Plant Transport


Xylem- tubes whose main job is to carry water up through the plant

Phloem- tubes that carry vital nutrients and compounds throughout the entire plant

TACT- Transpiration, Adhesion, Cohesion and Tension. This is the process by which water molecules of water are pulled through the xylum. Water molecules on the leaves evaporate and because of the cohesive properties of water, the line of water molecules gets pulled upward.

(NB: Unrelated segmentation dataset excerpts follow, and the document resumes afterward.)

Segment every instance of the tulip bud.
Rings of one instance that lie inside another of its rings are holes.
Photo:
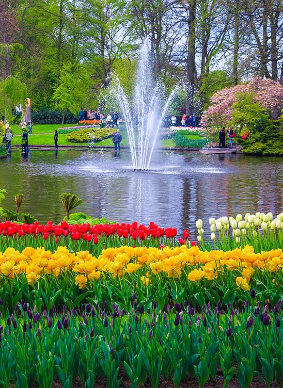
[[[197,220],[196,221],[196,226],[198,229],[201,229],[203,227],[203,220]]]

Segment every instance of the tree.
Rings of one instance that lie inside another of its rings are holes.
[[[27,87],[22,81],[11,76],[0,80],[0,112],[6,120],[12,118],[13,108],[20,103],[24,105],[27,97]]]

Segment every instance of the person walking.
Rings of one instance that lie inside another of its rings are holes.
[[[229,136],[229,139],[230,141],[230,148],[233,148],[233,138],[235,137],[236,133],[234,131],[233,128],[230,127],[230,130],[228,132],[228,135]]]
[[[11,129],[8,129],[8,132],[6,134],[6,149],[7,152],[11,152],[12,151],[12,138],[13,133]]]
[[[171,124],[172,127],[177,127],[177,117],[175,114],[171,117]]]
[[[114,112],[114,114],[112,116],[113,118],[113,128],[114,126],[116,126],[116,128],[118,128],[118,120],[119,120],[119,116],[117,114],[117,112]]]
[[[116,131],[116,133],[115,133],[113,136],[113,142],[115,146],[115,150],[118,151],[119,149],[119,150],[120,151],[120,143],[122,142],[122,135],[120,133],[119,129]]]
[[[23,129],[22,135],[22,152],[29,152],[29,141],[28,133],[26,129]]]
[[[225,137],[226,136],[226,132],[225,131],[225,127],[219,132],[219,148],[224,148],[225,145]]]
[[[56,129],[54,133],[53,140],[55,144],[55,148],[57,149],[58,148],[58,131],[57,129]]]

Turgor- the normal pressure and tension of a plant cell caused by the intake of water through osmosis



Plant Transport relies for the most part on two types of tubes,phloem and xylem. Xylem are tubes that carry water upwards in a plant. (see key terms). Remember that water moves from area of high water potential to low water potential and that water potential depends on gravity, pressure and solute concentration. Water moves from the roots to the leaves by following a water potential gradient. In order to allow carbon dioxide to filter into the plant, the plant must open its stomata. Consequently, water is lost by evaporation through the stomata in a process called transpiration. Water that gets pulled from the leaf by transpiration is replaced by water from surrounding cells (moving from an area of high water potential to low water potential). Other researchers claim that water adheres to cellulose in the walls of plant cells and water literally creeps along cell boundaries. This pulling force is called transpiration pull. The water in the xylem is like a long column. As the top of the column is pulled (transpiration), the rest of the column is pulled with it, called tension. Water can be pulled so high in plants because of the small size of the individual xylem and the cohesive properties of water. The same hydrogen bonds that account for water's high specific heat give water a cohesive property that allows the xylem to act like a contiguous column. As long as the root has a lower water potential than the surrounding soil, water will flow into a plant's roots. Water moves through porous cell walls in the epidermis of the root to cells of the endodermis. Cells in the endodermis are able to regulate their mineral concentrations to affect water potential and osmotic pressure. However, other scientists believe that bulk flow is the main component of water uptake in the roots. Water is then directed by Casparian Strips into the Stele. The stele is the grouping of xylem and phloem. Once the water reaches the xylem it is directed up through the plant.